Israeli physician (1898–1985)

Moshe Rachmilevitz (משה רחמילביץ; 1898–1985) was an Israeli doctor and was one of the fathers of professional medicine in Israel.

==Biography==
Rachmilewitz was born to a Jewish family in 1898 in Mstislavl (now in Belarus), then part of the Russian Empire, and grew up in the city of Babruysk. His parents were Eliezer Lipman Rachmilewitz and Dvosha Zack. After completing high school, he studied medicine in Germany.

In 1926, he immigrated to Mandate Palestine and began working at Bikur Holim Hospital in Jerusalem. In 1927, he was chosen to go to the United States for further training, and specialized at the Mount Sinai Hospital in New York. Following his return from the United States, he worked at Jerusalem's Hadassah Hospital on Mount Scopus. In 1949, following the evacuation of the Mount Scopus facility as a result of it being cut off by Arab forces, he moved with the hospital to temporary facilities before moving in 1961 to the new Hadassah Hospital in Ein Kerem, in southwest Jerusalem.

Rachmilewitz was the personal physician to many of Israel's leaders. He was among the first heads of medical school at the Hebrew University of Jerusalem, serving as dean of the faculty from 1958 to 1961.

Rachmilewitz's principal area of research and specialization was blood diseases.

He was married to Chava (née Pomerantz) and had two sons, Daniel and Eliezer, both of whom are professors of medicine.
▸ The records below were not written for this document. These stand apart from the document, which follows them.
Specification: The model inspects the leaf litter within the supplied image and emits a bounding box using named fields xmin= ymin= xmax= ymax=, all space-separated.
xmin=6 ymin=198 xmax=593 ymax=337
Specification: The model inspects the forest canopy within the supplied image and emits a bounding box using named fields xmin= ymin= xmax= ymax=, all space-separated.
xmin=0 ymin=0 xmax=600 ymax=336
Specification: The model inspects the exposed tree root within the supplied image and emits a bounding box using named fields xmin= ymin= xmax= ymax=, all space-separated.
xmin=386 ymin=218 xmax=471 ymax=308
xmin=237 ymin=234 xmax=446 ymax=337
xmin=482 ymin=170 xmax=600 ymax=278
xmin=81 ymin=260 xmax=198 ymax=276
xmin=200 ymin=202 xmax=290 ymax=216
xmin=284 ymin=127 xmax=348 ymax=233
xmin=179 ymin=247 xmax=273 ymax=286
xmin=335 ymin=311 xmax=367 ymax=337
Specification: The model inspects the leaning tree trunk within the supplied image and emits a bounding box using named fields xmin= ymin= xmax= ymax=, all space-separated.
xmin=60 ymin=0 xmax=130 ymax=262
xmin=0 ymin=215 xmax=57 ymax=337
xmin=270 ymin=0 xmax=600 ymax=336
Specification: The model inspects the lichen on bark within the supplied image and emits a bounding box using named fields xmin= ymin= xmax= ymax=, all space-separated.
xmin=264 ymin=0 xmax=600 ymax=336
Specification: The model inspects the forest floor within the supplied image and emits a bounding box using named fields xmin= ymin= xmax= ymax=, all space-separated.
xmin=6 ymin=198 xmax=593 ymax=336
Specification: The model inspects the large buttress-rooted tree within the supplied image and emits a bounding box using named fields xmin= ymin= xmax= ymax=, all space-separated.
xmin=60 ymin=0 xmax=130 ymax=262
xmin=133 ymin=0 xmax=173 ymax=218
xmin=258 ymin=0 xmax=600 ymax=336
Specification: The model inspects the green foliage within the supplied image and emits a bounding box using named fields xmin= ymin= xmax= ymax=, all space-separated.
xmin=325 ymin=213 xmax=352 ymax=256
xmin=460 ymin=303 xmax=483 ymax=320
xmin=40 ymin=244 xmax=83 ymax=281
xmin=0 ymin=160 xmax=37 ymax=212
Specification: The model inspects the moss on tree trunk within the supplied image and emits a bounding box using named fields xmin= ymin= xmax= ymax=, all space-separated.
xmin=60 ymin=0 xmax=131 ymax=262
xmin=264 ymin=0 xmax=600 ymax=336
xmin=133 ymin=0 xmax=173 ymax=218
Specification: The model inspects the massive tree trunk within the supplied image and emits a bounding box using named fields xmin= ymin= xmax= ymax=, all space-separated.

He died in 1985 of colon cancer.

Upon his death, a street in Jerusalem was named “Rachmilewitz Street”.

==Awards and honours==
- In 1964, Rachmilewitz was awarded the Israel Prize, in medicine.
- In 1970, he received the award of Yakir Yerushalayim (Worthy Citizen of Jerusalem) from the city of Jerusalem.
- Rachmilewitz Street in Pisgat Ze'ev, in northeast Jerusalem, is named after him.